By Faith Ho (22A01A) and Mandy Wong (22S03C)
This year, Raffles Press invited eight accomplished Year 7s to share their experiences in JC. We hope that all of us can see a piece of ourselves reflected in their stories of leadership, service, and above all, resilience.
This is Part 3 of our A-Level 2021 Student Feature.
The famous saying “Life is like a box of chocolates” could not have been more apt to describe Claire Chan’s school life. For her, life was both vibrant and unpredictable; both sweet and sour.
Her journey started out with a rather bitter taste, though. When she was 12, Claire experienced a series of Transient Ischaemic Attacks (mini strokes) throughout her PSLE and eventually a full-blown stroke that rendered the left side of her body paralysed. It was only after working through intense physiotherapy, occupational therapy and speech therapy did she recover, finally being able to smile again after three months.
Nonetheless, despite the unexpected medical scare, Claire was able to bounce back quickly. This experience, especially at such a young age, impacted her significantly. Realising how privileged she was to have recovered, she strived to live a meaningful life, going on to pursue opportunities in a variety of domains, from sports to academic interests to community work, which formed the backbone of her JC experience.
Soccer and Cross Country were a huge part of Claire’s school life. Not only were these CCA experiences crowned as the highlights of her JC life, but they also helped her become more confident and gain a greater sense of purpose and identity. Although sporting injuries at the beginning of Y5 and Y6 put her out of commission, she dedicated tremendous time and effort to catching up, frequently going to the stadium early by herself to train and continuing to practice Soccer drills after she reached home. Support from her teammates and coaches motivated her to remain strong so that she could make them proud.
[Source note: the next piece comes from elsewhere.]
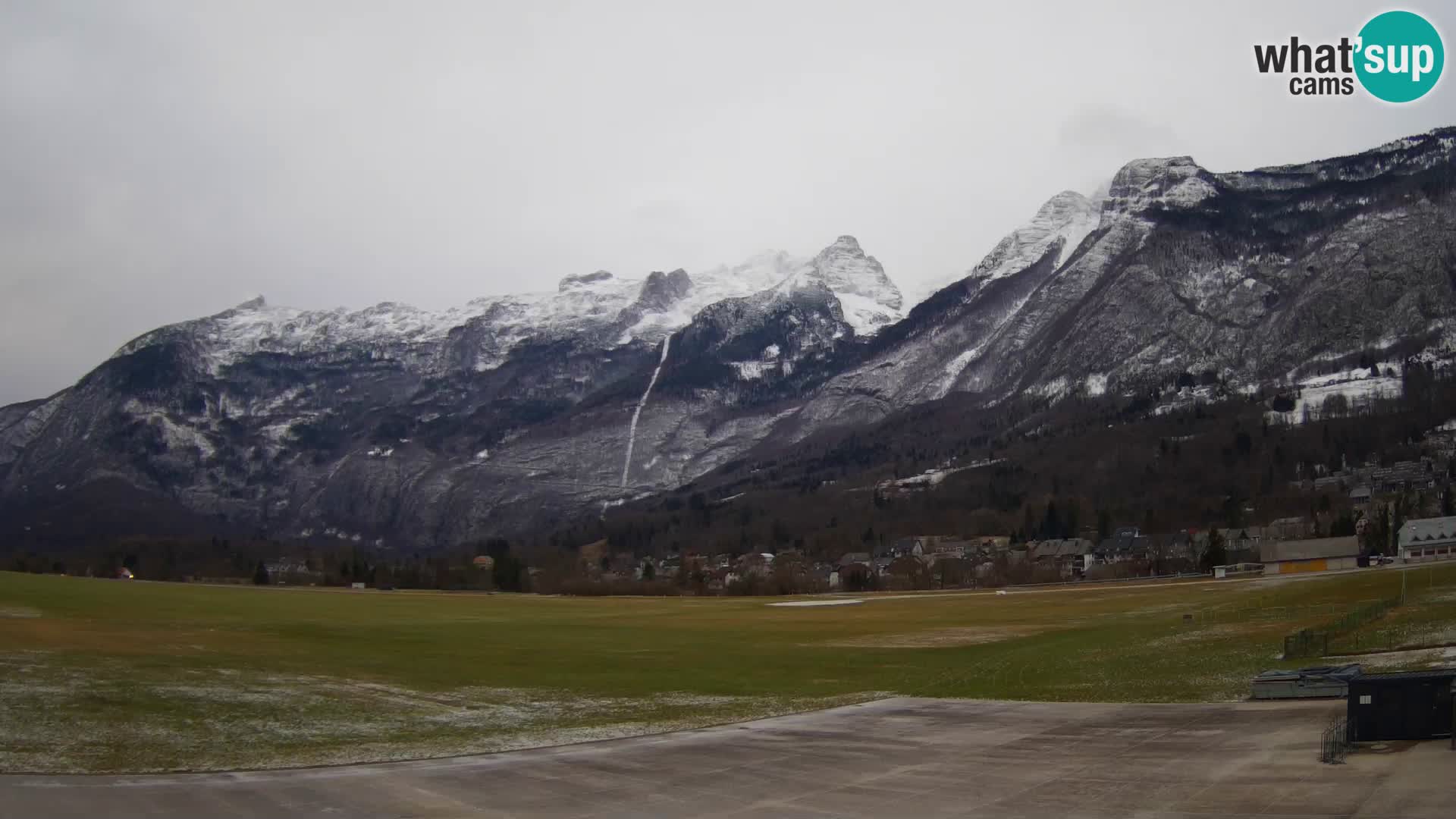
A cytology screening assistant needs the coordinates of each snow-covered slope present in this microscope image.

Despite insecurities about her technical ability in Soccer, her persistence paid off—she received her dream position as a Winger and gleefully recounted scoring a goal for her team even with an injured ankle. “I really improved my understanding of myself, learnt to accept my weaknesses and discovered some talents that I had,” she reflected. “I learnt to not just identify [some of my skills], but also accept that I had [these] skills without feeling bad about questioning my abilities or boasting. I realised that no one can be perfect and everyone has their own battles they are fighting, and that as long as I was doing my best to improve, I should not worry about what I do not have, but focus more on the skills I do possess.”
Curious and enthusiastic about science, Claire enrolled in Biology Raffles Academy and chose to take H3 Biology in Y6. Apart from school-related courses, she also participated in and self-studied for various competitions on subjects such as ophthalmology and neuroanatomy—experiences that were “intense” but also incredibly fulfilling and helped “deepen [her] passion for the subject”.
Throughout her JC life, Claire also involved herself in community service due to her heart for service and love for interacting with people. Besides participating in the end-of-year holiday programmes in Pathlight School, she joined the beneficiary engagement team of a non-profit group over the Circuit Breaker, where she engaged with families in rental communities facing loss of income and went beyond her call of duty in the project scope to better understand their difficulties.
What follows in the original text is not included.